S : Vous avez aussi travaillé sur Io Capitano de Matteo Garrone?


Véronique Dessard, Head of Production : En effet. Pour ce film, tous les effets visuels ont été réalisés ici à Liège, tandis qu’une personne de notre équipe était détachée sur le terrain pour accompagner le réalisateur pendant le tournage. Notre intervention est, selon les plans, plus ou moins visible, mais il est clair que certaines ne sautent pas forcément aux yeux.

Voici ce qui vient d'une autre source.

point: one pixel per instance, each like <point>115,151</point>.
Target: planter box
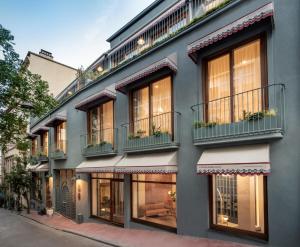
<point>243,128</point>
<point>98,149</point>
<point>149,141</point>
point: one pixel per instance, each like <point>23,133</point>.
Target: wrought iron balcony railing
<point>169,23</point>
<point>157,132</point>
<point>59,150</point>
<point>255,114</point>
<point>99,142</point>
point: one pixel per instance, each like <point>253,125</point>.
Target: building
<point>191,125</point>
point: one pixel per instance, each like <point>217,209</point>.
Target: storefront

Ryan Bardoul - CG Lead : Lorsque le héros embarque dans les jeeps qui traversent le désert, nous avons par exemple effacé les multiples traces déjà présentes en raison du tournage des différentes prises, et des autres véhicules ayant circulé sur ces routes. Le cinéaste souhaitait en effet donner - comme pour les dunes plus loin dans le film - l’impression d’un désert inexploré et inhabité. Les plans qui nous ont demandé le plus de travail sont sans conteste ceux de la séquence où l’une des femmes qui accompagnent Seydou et Moussa dans leur traversée du désert se transforme et invite l’onirisme dans ce récit difficile. Il a fallu remplacer la robe du personnage, effacer les traces de pas et de mouvements du désert en arrière-plan, et effacer les mécanismes qui maintenaient la comédienne en suspension. Un travail réalisé de manière semi-automatique grâce à l’ordinateur, mais qui implique également un volet artistique afin d’animer le vêtement. D’où l’importance d’être présent sur place également, afin de pouvoir anticiper les besoins de nos équipes par la suite.


Le fameux désert d'Io Capitano
© Paradiso Films

S : En 2022, vous obtenez un César pour Annette, le premier décerné pour les meilleurs effets visuels. 


V. Dessard : Pour ce projet, le défi était la multiplicité des effets et leur diversité. Il y avait des scènes de foule, des effets d’intégration d’environnement, des séquences à créer entièrement comme celle du stade, et bien d’autres effets à prendre en compte. Guillaume [Pondard, superviseur VFX sur Annette et lauréat du César, NDLR] a passé beaucoup de temps en amont à détailler ce projet avec les équipes de production et le réalisateur.


Guillaume Pondard : À la lecture du scénario, il n’est pas forcément évident de savoir dans quel univers on se trouve, vu les multiples connivences entre les genres convoqués par Leos Carax. On a du théâtre, du musical, de l’opéra, du cinéma. La séquence du bateau s’inspire du cinéma des années soixante et de ses effets, sans en cacher la nature, voire en en jouant. C’est cela qui nous a plu dans ce projet, et qui a plu au public selon moi. Annette mélange brillamment les outils d’hier avec ceux d’aujourd’hui.



S : Justement, comment les cinéastes appréhendent-ils les effets visuels aujourd’hui? 


Guillaume Pondard : Sur Annette, cela était d’emblée compris par le réalisateur. Même si celui-ci n’était pas forcément conscient de tous les aspects du film sur lesquels nous allions devoir intervenir. De manière générale, les cinéastes nous font de plus en plus confiance, nous nous inscrivons aujourd’hui dans les équipes au même titre que les MFX et SFX [effets de maquillage et effets spéciaux, NDLR]. Les effets visuels dans le cinéma d’auteur sont aujourd’hui acceptés, et non plus ressentis comme un défaut de mise en scène. Et dans ce cadre, Audiard - notamment avec De rouille et d’os où il fait disparaître les jambes de Marion Cotillard - a grandement contribué à cette acceptation.